FAMIGLIA GAY/ Il giurista: dalla Cassazione una sentenza sbagliata e incostituzionale

sabato 12 gennaio 2013

Il padre aveva fatto ricorso contro la decisione del tribunale di Brescia che affidava il figlio alla madre. Lui, di fede islamica, affermava che la donna, una ex tossicodipendente, non avrebbe potuto educare il figlio secondo il suo contesto religioso d’origine, in quanto convivente con un’altra donna, un’educatrice conosciuta in comunità. La Cassazione, con la sentenza n.601, oltre a rilevare gli atti di violenza del padre nei confronti del figlio, ha stabilito che «alla base della doglianza del ricorrente non sono poste certezze scientifiche o dati di esperienza», ma esclusivamente «il mero pregiudizio che sia dannoso per l’equilibrato sviluppo del bambino il fatto di vivere in una famiglia incentrata su una coppia omosessuale». Abbiamo chiesto ad Alberto Gambino, Professore ordinario di Diritto Privato e di Diritto Civile presso l’Università Europea di Roma, come interpretare la vicenda.
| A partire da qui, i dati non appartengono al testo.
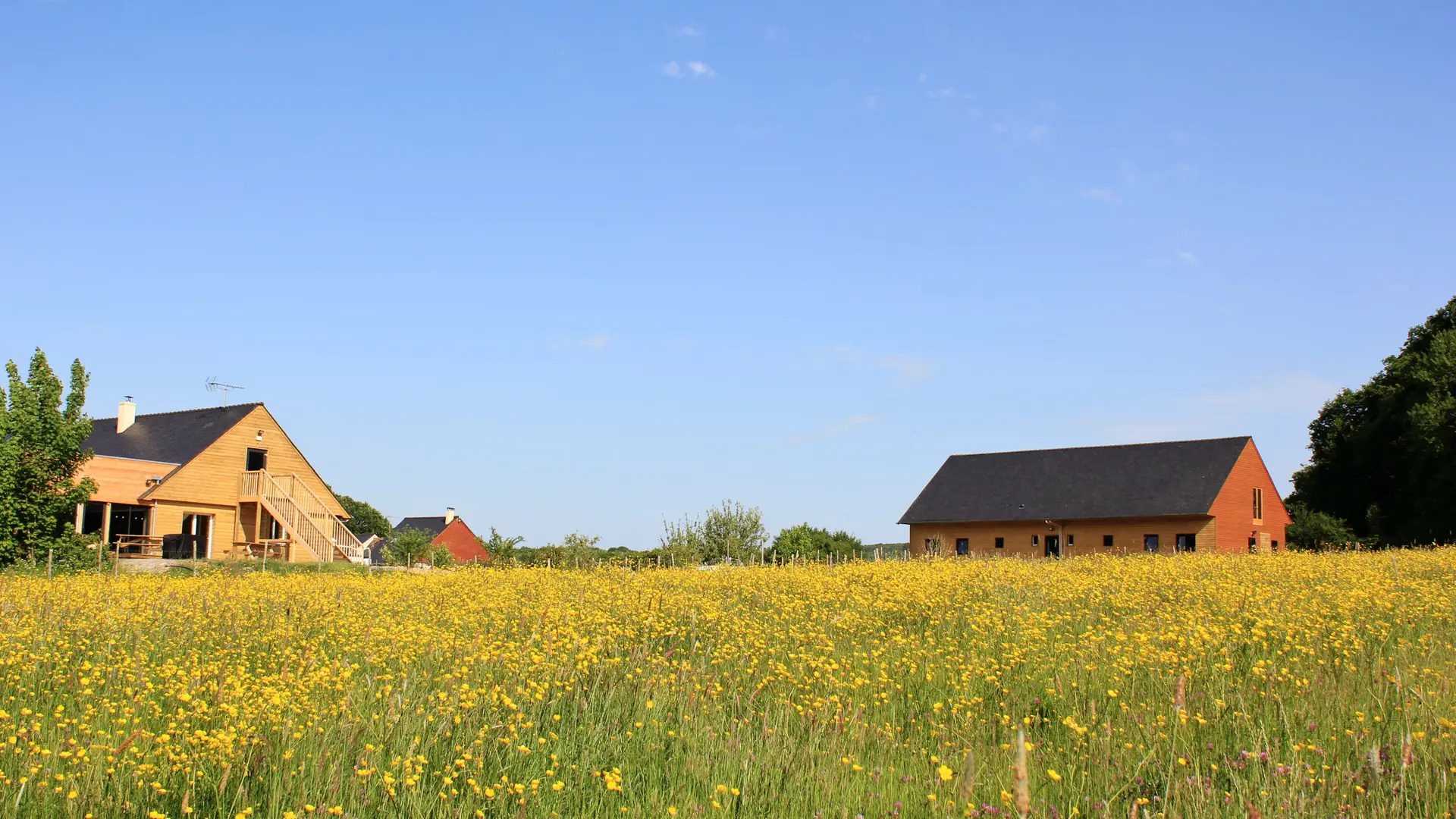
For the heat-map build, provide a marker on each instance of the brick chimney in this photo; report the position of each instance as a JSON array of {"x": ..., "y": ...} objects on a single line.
[{"x": 126, "y": 416}]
Anzitutto, quali le sembrano gli elementi principali? 

Ricapitolando, un bambino, in una situazione di separazione, è stato affidato alla madre, dato che il padre non era idoneo, a causa del verificarsi di situazioni di incompatibilità; sono, ad esempio, menzionati atti di violenza nei confronti del figlio. Nel frattempo, la madre ha iniziato a vivere con una persona dello stesso sesso. Si è posto quindi il problema rispetto alla possibilità che il contesto familiare o parafamiliare nel quale il minore si è trovato a vivere fosse idoneo per la sua formazione e alla sua educazione.

Come si è orientata la Cassazione?

Andando ben oltre al caso specifico e al contenuto sul quale era stata chiamata a pronunciarsi. Mi spiego meglio: si trattava di verificare se la donna, in quanto madre, potesse avere l’affido del figlio in uno stato di separazione, e non se potesse averlo in quanto convivente con una persona del suo stesso sesso. Tale convivenza, anche laddove fosse stata con un’altra persona in situazione di disagio, avrebbe rappresentato una circostanza aggiuntiva; sulla quale, alla Cassazione, non era stato chiesto di esprimersi.